Our next option was to look for an alternative place outside Mulago where we could have the procedure taken. Doctors on duty informed us that there were numerous options but most of them relatively costly, but not unaffordable. Time sadly ran out on Lukaawa before we could transfer him to any nearby hospital.
We are not alone. Thousands of Ugandans have endured Mulago’s dehumanising conditions and many continue to die at the hospital because of lack of essential facilities, poor hygiene, congestion and lack of attention from healthcare providers.
Mulago’s broken scan reflects deeper crisis in the country’s top hospital and indeed, as many have noted, the entire healthcare system in the country. At Ward 2B in Mulago where the late Lukaawa had been admitted, the water system had all but broken down. Water flowed from a broken sink and flooded the floor beneath the doctors’ desks sending the medics away from their workstations.
The toilets just behind the ward were in an even deplorable state producing foul smell because they could not flush.
Last year President Yoweri Museveni launched rehabilitation works for Mulago hospital, a job that was contracted to Roko Construction at US$40m. As part of the rehabilitation exercise, some sections of the hospital such as the causality unit were shifted to the wards’ wing.
Mulago administrators have praised the government upon its gesture to improve the state of affairs at the hospital. But some patients and other Ugandans remain highly pessimistic about the future of the hospital.
The absence of basic equipments such as CT scan, radiology machines and many others used in the diagnoses or treatment of major diseases, have led many to ask whether the hospital shouldn’t in fact be downgraded to an ordinary level hospital.
This week, Wilfred Murumba, Dr. Kizza Besigye’s lawyer died at Mulago due to a two-day delay that arose from doctors mixing up the patient’s blood samples. Dr. Kizza Besigye called for an overhaul of the country’s health system.
But others believe the problem is not just with Mulago or other state-run health centres, but rather with the Ugandan population that continues to support a government that has relegated the health of Ugandans.
Dr. Lulume Bayiga, the shadow minister for health and Buikwe County South MP says that Mulago’s ‘absurd’ situation is acknowledged by many Ugandans including ministry of health officials.
“We have talked and talked about Mulago’s decay and the government now accepts this fact.
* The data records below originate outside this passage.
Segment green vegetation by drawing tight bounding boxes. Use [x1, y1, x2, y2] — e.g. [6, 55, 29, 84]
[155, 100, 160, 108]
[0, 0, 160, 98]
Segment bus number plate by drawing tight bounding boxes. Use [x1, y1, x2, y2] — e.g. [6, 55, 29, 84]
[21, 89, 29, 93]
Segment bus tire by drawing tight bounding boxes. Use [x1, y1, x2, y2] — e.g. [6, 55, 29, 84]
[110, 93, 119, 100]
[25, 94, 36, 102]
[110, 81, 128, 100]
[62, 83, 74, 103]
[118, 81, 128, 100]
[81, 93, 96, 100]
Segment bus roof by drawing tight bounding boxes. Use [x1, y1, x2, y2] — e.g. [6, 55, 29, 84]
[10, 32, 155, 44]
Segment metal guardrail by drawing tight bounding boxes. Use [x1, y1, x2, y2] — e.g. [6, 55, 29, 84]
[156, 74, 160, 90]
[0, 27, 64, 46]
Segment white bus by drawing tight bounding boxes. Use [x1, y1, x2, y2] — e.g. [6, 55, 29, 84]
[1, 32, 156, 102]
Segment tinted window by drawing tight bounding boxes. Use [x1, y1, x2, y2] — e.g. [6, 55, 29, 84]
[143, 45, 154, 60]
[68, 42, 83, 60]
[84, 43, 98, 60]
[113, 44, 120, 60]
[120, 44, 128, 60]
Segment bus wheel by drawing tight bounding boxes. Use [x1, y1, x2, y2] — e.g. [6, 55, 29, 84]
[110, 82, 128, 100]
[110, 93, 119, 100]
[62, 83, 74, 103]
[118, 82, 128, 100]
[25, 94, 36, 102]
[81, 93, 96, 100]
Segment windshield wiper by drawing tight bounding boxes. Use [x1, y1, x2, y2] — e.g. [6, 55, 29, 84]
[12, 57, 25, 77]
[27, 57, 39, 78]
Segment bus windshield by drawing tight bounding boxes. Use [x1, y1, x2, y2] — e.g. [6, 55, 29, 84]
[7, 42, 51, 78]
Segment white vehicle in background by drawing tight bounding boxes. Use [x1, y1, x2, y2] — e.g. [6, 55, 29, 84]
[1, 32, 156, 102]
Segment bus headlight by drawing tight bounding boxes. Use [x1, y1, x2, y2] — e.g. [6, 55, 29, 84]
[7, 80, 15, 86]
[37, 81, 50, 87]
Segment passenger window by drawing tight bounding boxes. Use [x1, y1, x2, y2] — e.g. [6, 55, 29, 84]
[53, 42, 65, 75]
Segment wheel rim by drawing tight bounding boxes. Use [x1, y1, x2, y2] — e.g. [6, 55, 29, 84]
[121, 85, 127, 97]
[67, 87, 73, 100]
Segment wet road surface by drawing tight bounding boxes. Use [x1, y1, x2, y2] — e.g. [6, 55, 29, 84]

Unfortunately, the government is not willing to offer solutions,” Bayiga adds: “The proposed reduction in the health budget in the coming financial year from 8% to 6.7% of the total budget allocation is further indication that health is not a priority for government.”
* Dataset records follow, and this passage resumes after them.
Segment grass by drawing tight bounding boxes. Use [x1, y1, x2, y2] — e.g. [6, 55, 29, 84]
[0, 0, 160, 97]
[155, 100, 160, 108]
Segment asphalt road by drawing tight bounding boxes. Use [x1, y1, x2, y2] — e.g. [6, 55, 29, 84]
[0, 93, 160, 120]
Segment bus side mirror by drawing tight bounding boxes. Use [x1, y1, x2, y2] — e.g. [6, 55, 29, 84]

But Bayiga argues that rather than blaming the government, he blames the Ugandan population that continues to tolerate poor service delivery.
“The news is not the decay but the lack of outrage from the population. How can people keep quiet about a dysfunctional healthcare system?” asked Bayiga.
A number of observers compare problems in the public education sector, especially in Universal Primary Education to those in the health sector, only that death is the sad outcome of a dead healthcare system.
The government continues to resist findings that call for a radical shift from free-for-all approach to a cost-sharing arrangement in the health sector. According to Bayiga, Ugandans are already paying above 65% of the total expenditure on health, from their own pockets.
Bayiga argues that the continuing collapse of facilities and ebbing morale among healthcare workers at Mulago and several other government health institutions is a consequence of that government denial but more importantly perhaps, the public’s willingness to live with it.